Ethical considerations extend beyond legality. The ease of replicating such designs could enable malicious actors, especially in regions with weak export controls. Communities should adopt responsible disclosure practices, such as:
- Sharing designs only with verified, vetted members.
- Embedding “kill‑switch” firmware that disables the device after a set number of launches.
- Providing clear safety warnings and recommended testing environments (e.g., remote, unpopulated fields).
Ultimately, the onus is on creators to balance innovation with public safety—a principle echoed across the About UBOS mission statement.
Future Outlook: From Hobbyist Toy to Real‑World Use Cases
The current prototype is a stepping stone. With incremental upgrades, the platform could serve legitimate, non‑military purposes:
- Search‑and‑Rescue: Deployable micro‑drones that drop lightweight payloads (e.g., medical kits) guided by Wi‑Fi beacons.
- Scientific Research: Low‑cost atmospheric probes for high‑altitude data collection.
- Education: Hands‑on curricula that teach aerodynamics, control theory, and embedded programming.
Scaling these ideas would benefit from the AI marketing agents that can automatically generate documentation, safety checklists, and regulatory filings.
For rapid prototyping of new sensor packages or UI dashboards, the Web app editor on UBOS lets developers drag‑and‑drop components, while the Workflow automation studio can orchestrate data pipelines from telemetry to cloud storage.
Moreover, integrating advanced vector databases like Chroma DB integration would enable fast similarity searches on flight logs, helping refine guidance algorithms over time.
Voice‑enabled control is also on the horizon.

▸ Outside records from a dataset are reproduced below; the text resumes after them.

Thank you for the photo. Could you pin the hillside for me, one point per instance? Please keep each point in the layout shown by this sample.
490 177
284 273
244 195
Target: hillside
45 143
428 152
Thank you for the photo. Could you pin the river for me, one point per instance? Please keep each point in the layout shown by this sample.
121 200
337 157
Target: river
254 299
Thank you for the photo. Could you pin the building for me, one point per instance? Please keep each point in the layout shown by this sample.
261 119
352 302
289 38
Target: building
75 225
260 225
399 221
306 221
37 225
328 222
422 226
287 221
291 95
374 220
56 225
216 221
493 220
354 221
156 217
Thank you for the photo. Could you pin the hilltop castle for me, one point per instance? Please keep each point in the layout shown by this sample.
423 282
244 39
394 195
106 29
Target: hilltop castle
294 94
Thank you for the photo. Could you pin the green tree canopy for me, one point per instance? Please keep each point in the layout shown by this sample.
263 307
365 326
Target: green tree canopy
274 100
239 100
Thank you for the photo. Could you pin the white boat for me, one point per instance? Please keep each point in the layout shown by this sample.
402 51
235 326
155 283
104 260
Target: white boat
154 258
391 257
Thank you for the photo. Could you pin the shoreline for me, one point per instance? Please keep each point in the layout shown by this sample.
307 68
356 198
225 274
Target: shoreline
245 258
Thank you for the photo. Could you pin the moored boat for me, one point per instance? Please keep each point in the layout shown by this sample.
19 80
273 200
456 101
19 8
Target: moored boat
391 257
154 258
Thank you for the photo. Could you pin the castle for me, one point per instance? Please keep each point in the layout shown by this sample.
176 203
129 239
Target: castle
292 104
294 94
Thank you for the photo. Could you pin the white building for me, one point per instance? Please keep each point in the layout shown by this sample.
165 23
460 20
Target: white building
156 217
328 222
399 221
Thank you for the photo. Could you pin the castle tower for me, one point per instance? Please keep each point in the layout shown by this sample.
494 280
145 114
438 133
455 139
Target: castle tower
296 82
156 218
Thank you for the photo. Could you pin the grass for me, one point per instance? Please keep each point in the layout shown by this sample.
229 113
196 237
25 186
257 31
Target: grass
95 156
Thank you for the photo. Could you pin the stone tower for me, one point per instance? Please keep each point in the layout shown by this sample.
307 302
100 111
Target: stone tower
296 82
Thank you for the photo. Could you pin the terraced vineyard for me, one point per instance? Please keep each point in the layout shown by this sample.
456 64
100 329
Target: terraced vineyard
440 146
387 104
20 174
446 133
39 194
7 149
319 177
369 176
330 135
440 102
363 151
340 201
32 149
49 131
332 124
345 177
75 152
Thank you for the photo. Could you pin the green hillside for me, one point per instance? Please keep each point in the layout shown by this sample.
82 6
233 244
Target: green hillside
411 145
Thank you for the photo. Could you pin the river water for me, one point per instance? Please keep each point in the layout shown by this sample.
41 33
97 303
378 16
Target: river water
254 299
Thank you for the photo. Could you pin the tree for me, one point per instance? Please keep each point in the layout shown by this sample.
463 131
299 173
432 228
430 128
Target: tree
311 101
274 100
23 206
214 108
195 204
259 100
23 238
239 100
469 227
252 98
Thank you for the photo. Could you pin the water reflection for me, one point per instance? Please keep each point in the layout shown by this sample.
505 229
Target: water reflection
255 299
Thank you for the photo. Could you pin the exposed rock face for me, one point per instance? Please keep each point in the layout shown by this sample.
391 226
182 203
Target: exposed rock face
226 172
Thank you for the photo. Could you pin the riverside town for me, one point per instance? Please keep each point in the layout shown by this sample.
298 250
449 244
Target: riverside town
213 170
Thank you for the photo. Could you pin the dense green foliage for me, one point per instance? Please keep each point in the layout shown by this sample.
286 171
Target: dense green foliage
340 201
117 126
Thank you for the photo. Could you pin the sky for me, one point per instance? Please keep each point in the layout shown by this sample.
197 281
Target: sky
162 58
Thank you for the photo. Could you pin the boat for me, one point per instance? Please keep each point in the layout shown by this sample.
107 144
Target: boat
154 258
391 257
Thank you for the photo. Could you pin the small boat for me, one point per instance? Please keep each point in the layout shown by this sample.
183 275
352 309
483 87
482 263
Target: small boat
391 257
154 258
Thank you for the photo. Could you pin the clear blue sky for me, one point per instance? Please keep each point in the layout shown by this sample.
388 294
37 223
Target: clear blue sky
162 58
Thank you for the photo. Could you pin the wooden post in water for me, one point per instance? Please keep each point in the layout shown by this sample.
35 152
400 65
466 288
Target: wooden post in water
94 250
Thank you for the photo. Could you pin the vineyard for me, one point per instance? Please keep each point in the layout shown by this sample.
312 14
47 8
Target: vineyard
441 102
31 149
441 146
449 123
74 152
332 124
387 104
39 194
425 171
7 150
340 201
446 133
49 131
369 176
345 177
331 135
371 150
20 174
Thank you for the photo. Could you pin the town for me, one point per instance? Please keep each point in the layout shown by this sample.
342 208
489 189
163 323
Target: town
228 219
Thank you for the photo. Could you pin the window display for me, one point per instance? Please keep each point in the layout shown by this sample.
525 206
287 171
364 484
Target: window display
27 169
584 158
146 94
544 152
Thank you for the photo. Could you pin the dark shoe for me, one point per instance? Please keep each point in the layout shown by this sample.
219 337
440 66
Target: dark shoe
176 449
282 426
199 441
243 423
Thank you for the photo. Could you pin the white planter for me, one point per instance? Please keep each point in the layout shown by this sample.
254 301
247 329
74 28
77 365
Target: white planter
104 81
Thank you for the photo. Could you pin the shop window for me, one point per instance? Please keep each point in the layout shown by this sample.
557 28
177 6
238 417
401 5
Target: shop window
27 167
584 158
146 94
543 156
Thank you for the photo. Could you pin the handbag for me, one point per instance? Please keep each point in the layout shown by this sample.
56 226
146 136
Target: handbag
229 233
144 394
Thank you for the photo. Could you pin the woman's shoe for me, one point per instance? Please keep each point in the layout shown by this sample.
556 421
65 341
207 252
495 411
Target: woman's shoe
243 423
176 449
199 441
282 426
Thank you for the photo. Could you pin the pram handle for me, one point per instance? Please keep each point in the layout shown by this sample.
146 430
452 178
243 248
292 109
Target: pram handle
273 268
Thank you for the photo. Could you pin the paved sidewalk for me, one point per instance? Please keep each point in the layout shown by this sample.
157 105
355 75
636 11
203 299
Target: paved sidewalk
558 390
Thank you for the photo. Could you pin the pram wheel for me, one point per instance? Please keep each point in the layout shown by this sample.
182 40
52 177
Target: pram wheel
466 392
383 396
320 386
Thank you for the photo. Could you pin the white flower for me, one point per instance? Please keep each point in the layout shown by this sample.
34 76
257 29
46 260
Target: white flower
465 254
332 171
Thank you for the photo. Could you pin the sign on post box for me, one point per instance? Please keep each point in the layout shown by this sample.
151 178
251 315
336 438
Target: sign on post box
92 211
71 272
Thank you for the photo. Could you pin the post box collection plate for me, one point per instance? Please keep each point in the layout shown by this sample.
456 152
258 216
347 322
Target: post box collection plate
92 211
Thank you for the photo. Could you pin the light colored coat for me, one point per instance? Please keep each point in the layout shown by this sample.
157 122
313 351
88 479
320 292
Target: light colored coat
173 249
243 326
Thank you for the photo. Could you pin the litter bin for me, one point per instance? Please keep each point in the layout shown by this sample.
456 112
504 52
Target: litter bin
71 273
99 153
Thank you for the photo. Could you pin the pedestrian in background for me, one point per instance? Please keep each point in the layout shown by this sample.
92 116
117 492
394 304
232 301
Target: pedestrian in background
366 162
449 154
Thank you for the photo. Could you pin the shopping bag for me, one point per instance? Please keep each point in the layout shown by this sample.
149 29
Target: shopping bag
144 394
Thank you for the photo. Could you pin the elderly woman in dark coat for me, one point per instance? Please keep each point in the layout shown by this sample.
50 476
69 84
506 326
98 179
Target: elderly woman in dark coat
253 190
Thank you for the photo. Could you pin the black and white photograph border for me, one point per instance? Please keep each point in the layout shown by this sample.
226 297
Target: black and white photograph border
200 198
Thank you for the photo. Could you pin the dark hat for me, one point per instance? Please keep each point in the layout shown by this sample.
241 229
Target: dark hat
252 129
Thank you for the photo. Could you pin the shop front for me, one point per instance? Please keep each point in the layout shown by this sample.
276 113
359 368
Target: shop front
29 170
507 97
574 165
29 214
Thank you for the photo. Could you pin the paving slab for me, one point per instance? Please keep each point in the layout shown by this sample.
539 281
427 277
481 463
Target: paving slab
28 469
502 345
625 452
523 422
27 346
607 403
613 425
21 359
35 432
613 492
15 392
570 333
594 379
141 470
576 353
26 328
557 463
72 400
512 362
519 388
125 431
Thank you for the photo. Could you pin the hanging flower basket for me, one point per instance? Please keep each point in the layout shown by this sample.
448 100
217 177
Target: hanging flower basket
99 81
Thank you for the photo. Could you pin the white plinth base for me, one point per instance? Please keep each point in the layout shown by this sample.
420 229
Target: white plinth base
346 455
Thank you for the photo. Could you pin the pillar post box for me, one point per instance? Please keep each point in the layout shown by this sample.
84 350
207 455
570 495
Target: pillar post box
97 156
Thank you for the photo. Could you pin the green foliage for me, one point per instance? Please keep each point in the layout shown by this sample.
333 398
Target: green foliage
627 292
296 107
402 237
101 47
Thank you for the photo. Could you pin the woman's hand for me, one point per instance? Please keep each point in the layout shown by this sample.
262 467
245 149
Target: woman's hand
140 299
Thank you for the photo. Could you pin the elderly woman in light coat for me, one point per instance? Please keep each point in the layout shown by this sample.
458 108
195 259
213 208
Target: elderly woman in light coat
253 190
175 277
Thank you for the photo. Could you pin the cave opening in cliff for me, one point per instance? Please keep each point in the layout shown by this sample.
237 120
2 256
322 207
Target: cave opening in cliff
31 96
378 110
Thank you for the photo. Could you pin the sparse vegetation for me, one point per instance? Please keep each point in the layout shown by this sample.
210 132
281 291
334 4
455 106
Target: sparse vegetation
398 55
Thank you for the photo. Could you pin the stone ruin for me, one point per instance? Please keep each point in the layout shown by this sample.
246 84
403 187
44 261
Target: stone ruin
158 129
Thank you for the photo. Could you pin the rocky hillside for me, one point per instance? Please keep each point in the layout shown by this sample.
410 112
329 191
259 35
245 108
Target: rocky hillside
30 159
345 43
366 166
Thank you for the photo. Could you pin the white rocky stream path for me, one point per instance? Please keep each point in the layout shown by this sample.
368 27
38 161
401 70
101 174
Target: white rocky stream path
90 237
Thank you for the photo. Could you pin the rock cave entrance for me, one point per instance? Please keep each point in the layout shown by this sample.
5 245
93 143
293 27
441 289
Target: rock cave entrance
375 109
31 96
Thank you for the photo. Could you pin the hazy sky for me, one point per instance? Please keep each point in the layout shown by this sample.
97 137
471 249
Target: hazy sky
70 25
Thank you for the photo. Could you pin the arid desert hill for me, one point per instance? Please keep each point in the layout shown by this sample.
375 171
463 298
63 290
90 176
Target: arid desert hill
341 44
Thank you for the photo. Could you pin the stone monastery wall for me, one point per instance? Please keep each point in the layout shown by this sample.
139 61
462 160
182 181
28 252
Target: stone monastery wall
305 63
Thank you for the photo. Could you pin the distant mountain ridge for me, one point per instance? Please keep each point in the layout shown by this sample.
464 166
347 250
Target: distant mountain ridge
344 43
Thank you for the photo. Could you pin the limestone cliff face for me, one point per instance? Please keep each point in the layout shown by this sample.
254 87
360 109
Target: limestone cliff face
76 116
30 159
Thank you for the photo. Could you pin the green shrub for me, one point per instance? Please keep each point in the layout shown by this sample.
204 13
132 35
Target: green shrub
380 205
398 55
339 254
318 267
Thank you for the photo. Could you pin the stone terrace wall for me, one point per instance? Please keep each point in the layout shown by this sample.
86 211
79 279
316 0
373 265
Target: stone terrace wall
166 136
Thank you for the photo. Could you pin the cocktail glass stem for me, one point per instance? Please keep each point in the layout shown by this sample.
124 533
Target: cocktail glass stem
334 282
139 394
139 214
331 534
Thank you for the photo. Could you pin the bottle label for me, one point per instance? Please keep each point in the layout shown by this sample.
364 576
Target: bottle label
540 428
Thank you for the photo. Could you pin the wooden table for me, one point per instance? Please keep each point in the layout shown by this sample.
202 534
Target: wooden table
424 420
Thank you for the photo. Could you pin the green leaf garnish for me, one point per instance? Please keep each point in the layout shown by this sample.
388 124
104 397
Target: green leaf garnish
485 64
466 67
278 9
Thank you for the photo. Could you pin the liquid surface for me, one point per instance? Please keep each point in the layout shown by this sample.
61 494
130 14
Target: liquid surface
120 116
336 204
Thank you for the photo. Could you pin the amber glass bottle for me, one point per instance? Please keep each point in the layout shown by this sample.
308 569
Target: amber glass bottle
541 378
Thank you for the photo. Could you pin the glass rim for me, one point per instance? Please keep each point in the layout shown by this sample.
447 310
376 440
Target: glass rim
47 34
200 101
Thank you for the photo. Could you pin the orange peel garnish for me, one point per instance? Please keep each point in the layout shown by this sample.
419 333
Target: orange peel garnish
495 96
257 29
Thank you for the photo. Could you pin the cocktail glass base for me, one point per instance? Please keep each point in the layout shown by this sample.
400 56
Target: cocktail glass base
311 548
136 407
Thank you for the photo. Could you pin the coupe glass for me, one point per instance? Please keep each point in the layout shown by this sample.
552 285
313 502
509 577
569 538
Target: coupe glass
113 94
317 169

By leveraging the ElevenLabs AI voice integration, operators could issue launch commands verbally, reducing reaction time in critical scenarios.
Explore More UBOS Resources
If this deep‑dive sparked ideas, you’ll find a wealth of ready‑made templates that can accelerate your next project:
- UBOS templates for quick start – pre‑configured AI workflows.
- AI SEO Analyzer – optimize your project’s online presence.
- AI Article Copywriter – generate documentation automatically.
- AI Video Generator – create demo videos for stakeholder pitches.
- Talk with Claude AI app – experiment with conversational AI for command‑and‑control interfaces.
Whether you’re a startup looking to prototype cutting‑edge hardware (UBOS for startups) or an SMB seeking scalable AI tools (UBOS solutions for SMBs), the platform offers a unified environment to turn ideas into reality.
Stay informed, stay responsible, and keep building—because the future of maker innovation is only just beginning.